トランプ大統領は、会見では合意の時期について冒頭発言のようには8月とまでは言及しなかったが「貿易について、近く発表することを望む」と述べ、早期合意に強い意思を示した。
さらに農産物貿易で、日本がTPP並みの関税引き下げが最大限の譲歩であるとの立場を繰り返しているのに対し、トランプ大統領は「私はTPPに縛られない」と発言し、日本がTPPで決められた水準を超えて関税を引き下げることに強い期待感を表明した。
一方、安倍首相は会見で、昨年9月の共同声明に沿って、茂木敏充経済再生担当相とライトハイザー米通商代表部(USTR)代表による協議を加速させることで一致したと述べたが、合意時期のメドなどへの質問に対する具体的な言及はなかった。

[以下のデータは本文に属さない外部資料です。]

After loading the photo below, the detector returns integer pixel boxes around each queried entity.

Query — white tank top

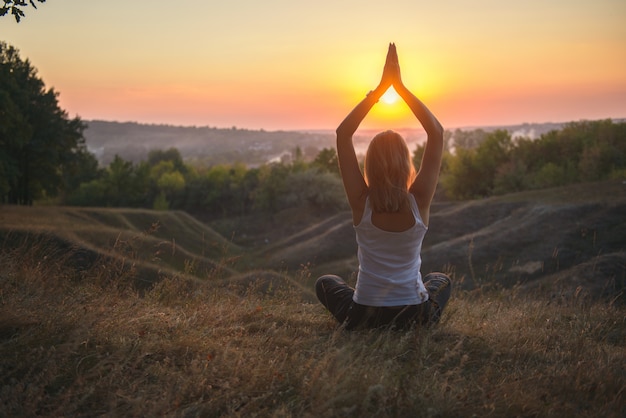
[352,193,428,306]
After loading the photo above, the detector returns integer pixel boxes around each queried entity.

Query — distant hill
[85,120,584,167]
[85,121,334,167]
[0,181,626,297]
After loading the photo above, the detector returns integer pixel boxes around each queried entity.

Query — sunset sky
[0,0,626,130]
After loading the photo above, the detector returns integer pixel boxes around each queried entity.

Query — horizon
[0,0,626,131]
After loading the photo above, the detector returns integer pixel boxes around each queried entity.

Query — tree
[0,42,93,204]
[0,0,46,23]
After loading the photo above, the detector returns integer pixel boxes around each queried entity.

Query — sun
[380,86,400,105]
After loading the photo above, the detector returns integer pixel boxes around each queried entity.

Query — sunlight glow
[380,87,400,105]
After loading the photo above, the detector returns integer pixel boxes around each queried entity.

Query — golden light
[380,86,400,105]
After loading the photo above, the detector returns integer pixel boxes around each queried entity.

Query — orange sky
[0,0,626,130]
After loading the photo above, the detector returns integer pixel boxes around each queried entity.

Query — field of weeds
[0,238,626,417]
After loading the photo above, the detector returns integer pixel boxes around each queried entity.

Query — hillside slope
[0,181,626,296]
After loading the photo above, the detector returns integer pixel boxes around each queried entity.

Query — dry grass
[0,237,626,417]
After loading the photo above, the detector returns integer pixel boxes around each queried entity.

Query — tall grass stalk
[0,242,626,417]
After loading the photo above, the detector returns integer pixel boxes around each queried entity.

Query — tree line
[0,42,626,216]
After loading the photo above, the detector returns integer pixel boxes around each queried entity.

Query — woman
[315,44,451,329]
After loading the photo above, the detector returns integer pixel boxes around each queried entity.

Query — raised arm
[336,45,397,219]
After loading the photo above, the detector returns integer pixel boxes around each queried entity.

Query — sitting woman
[315,44,451,329]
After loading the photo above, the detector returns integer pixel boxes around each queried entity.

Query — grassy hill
[0,182,626,417]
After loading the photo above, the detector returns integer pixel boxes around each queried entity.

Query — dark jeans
[315,273,452,330]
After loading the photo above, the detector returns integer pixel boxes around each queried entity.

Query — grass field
[0,181,626,417]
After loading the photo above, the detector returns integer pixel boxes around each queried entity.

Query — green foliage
[0,42,97,204]
[312,148,340,176]
[0,0,46,23]
[441,120,626,199]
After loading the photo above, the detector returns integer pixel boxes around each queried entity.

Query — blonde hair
[364,131,415,213]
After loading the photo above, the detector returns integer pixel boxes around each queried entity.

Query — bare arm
[391,44,443,224]
[336,46,392,220]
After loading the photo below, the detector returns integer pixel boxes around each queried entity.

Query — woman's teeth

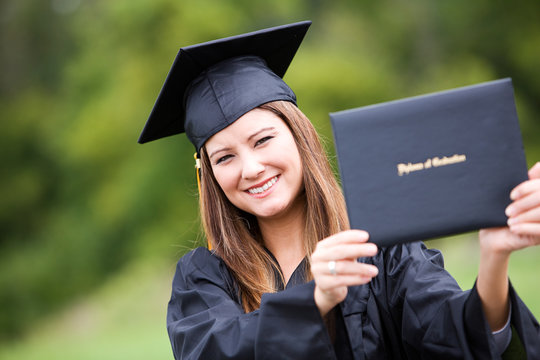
[248,176,277,194]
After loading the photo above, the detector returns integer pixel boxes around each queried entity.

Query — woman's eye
[216,155,232,165]
[255,136,273,146]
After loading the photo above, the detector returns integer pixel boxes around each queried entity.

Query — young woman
[140,22,540,359]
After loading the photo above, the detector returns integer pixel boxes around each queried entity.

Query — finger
[529,161,540,179]
[315,275,372,293]
[311,261,379,277]
[510,179,540,200]
[318,230,369,247]
[510,222,540,238]
[505,191,540,217]
[311,243,378,262]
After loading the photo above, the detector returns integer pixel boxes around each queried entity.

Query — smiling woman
[205,108,303,219]
[140,22,540,359]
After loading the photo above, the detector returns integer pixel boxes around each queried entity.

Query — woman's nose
[242,155,264,179]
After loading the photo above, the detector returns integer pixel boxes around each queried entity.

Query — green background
[0,0,540,359]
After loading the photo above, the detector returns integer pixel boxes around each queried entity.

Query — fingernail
[510,190,518,200]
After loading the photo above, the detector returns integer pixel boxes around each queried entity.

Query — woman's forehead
[205,109,288,149]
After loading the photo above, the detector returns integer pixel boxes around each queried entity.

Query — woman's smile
[246,176,279,198]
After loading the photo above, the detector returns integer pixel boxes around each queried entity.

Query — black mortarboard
[139,21,311,151]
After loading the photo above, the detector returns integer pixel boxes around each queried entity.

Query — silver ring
[328,260,337,276]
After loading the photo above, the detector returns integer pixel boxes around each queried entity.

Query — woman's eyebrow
[248,126,275,141]
[208,147,231,159]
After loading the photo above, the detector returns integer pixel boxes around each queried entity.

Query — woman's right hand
[311,230,379,316]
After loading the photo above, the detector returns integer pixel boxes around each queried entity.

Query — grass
[0,234,540,360]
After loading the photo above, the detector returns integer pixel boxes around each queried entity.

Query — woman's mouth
[247,176,278,195]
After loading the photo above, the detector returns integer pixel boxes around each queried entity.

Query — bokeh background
[0,0,540,359]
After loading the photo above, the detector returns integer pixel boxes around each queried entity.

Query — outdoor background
[0,0,540,359]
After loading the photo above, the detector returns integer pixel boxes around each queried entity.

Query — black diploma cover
[330,79,528,246]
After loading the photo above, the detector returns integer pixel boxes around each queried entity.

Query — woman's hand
[311,230,379,316]
[476,163,540,331]
[480,162,540,255]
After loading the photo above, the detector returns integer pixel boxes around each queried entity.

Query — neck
[257,198,306,283]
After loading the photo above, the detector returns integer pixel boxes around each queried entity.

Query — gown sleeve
[373,243,540,359]
[167,248,335,359]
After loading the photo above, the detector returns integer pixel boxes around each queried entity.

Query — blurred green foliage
[0,0,540,340]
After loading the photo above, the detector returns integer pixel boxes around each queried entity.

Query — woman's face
[205,109,303,218]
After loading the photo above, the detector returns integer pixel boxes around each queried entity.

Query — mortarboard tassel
[193,153,212,250]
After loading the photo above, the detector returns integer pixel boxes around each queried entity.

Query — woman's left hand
[479,162,540,256]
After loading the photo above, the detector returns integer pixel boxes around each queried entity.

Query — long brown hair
[200,101,349,312]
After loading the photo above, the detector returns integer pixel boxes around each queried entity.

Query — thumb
[529,161,540,180]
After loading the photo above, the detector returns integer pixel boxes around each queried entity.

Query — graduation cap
[138,21,311,151]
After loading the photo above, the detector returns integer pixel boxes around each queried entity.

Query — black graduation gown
[167,242,540,359]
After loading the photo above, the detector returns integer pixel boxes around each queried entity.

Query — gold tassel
[193,153,212,250]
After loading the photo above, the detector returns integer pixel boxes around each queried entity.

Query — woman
[140,22,540,359]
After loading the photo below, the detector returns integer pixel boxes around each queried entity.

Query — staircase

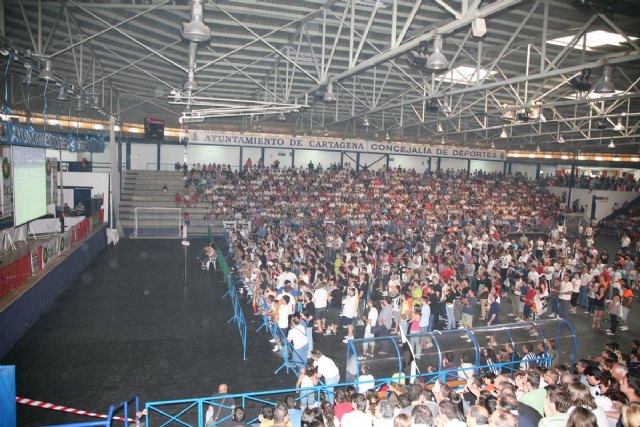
[118,170,225,237]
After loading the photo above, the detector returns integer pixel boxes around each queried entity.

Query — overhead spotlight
[593,65,616,94]
[322,82,336,102]
[90,93,100,110]
[38,59,56,82]
[22,65,37,87]
[56,86,69,101]
[427,34,449,71]
[613,117,624,132]
[182,0,211,42]
[536,108,547,123]
[182,70,198,91]
[440,99,451,115]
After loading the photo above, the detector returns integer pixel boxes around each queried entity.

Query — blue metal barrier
[45,396,140,427]
[146,358,550,427]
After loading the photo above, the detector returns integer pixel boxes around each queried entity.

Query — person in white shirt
[342,287,358,343]
[357,365,376,394]
[340,394,375,427]
[312,283,329,333]
[359,299,378,360]
[287,315,309,370]
[558,273,573,319]
[311,350,340,405]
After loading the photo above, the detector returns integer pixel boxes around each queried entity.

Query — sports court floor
[0,239,640,426]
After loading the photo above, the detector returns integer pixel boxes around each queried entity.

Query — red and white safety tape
[16,397,136,423]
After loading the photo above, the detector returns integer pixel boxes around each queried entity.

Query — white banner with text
[189,130,507,161]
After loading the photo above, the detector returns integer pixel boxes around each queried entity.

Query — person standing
[311,350,340,405]
[362,299,378,359]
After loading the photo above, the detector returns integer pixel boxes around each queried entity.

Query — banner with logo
[60,230,72,252]
[31,249,40,274]
[189,130,507,160]
[42,236,60,270]
[0,147,13,220]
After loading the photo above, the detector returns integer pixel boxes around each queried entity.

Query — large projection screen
[11,145,47,227]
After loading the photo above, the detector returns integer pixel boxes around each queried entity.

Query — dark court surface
[0,238,640,426]
[0,240,295,426]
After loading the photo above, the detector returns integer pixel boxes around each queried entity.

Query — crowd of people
[207,340,640,427]
[545,174,640,191]
[199,166,640,427]
[176,165,558,232]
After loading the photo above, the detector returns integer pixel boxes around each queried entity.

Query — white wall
[469,160,504,173]
[187,144,240,169]
[389,155,430,173]
[548,187,640,220]
[358,153,387,170]
[511,163,537,179]
[242,147,262,166]
[294,150,340,170]
[62,172,110,222]
[131,144,158,171]
[264,148,297,168]
[160,144,184,170]
[46,148,82,162]
[438,157,467,171]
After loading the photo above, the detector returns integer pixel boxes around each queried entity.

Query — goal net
[131,207,182,239]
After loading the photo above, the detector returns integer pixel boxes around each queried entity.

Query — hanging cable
[2,52,13,113]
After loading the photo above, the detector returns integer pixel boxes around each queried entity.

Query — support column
[124,142,131,171]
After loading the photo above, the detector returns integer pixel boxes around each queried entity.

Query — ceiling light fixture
[593,65,616,94]
[322,82,336,102]
[427,34,449,71]
[536,108,547,123]
[440,99,451,115]
[182,0,211,42]
[56,86,69,101]
[182,70,198,91]
[613,117,624,132]
[38,59,56,82]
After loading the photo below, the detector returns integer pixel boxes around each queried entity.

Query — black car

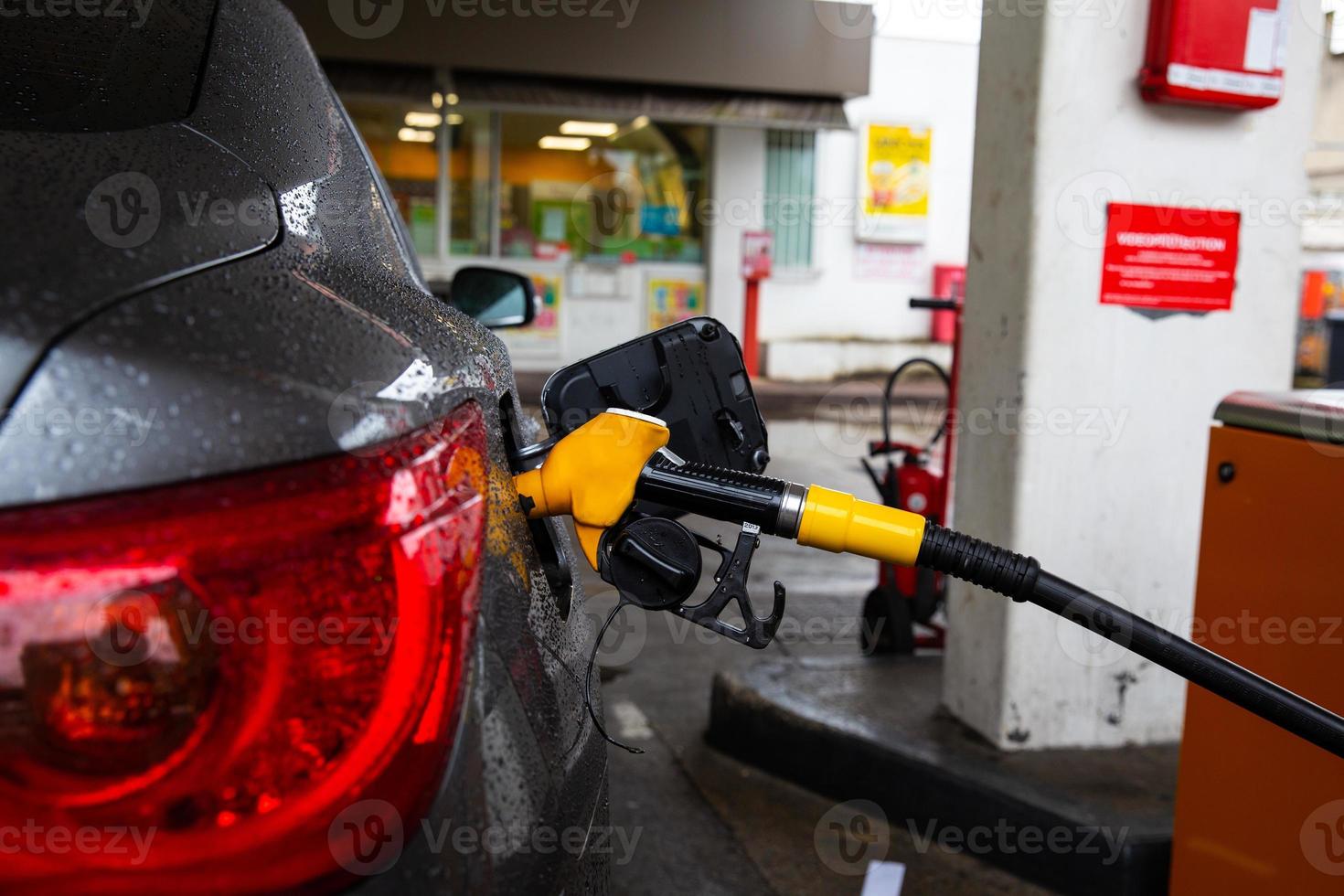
[0,0,607,893]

「米経済に最も貢献しているのは日本企業。日米の経済関係は大きく発展しつつある」と述べ、「日米双方にとって、ウィンウィンとなる合意としたい」と語り、日本企業の貢献に理解を求めた。
通商問題を巡っては、安倍首相が従来の見解を繰り返し、具体性のある発言を回避した印象。「攻め」の米国/「守り」の日本という構図もうかがえ、両国の主張に大きな溝があることを示した。
だが、日米同盟関係の基幹部分である「防衛分野」や、対北朝鮮問題などでは、両首脳は息の合ったところをみせた。
会見の冒頭、安倍首相は「親密な個人的信頼関係により、日米同盟のきずなは揺るぎようがない」とトランプ大統領との個人的な信頼関係に裏打ちされた日米関係の蜜月ぶりを誇った。
北朝鮮問題では、朝鮮半島の非核化に向けた取り組みでトランプ大統領と一致。拉致問題の解決に向け、大統領の全面的な支持を得たことも表明した。
一方、トランプ大統領は、日本が防衛力を強化することに対する支持を表明。日本が最新鋭戦闘機・F35を105機購入するとしていることも紹介し「米国の防衛装備品の最大の購入者である」と賞賛した。
北朝鮮問題では「金(正恩朝鮮労働党委員長)が非核化を進めることを引き続き望む」、「制裁は続いており、北朝鮮問題は急がない」、「北朝鮮との方向性には満足」、「短距離ミサイル発射は気にしていない」と語り、米朝交渉が再び、軌道に乗ることへの期待感を示した。
安倍首相も金委員長との会談について、日本人拉致問題解決に向け、前提条件を付けずに同委員長と向き合う考えをあらためて示し、「トランプ米大統領からは全面的な支持をいただいた」と語った。
安倍首相は米国と対立関係にあるイランを念頭に「中東地域の平和と安定は国際社会において極めて重要だ」と指摘し、「日本としてできることがあれば行っていきたい」との考えも示した。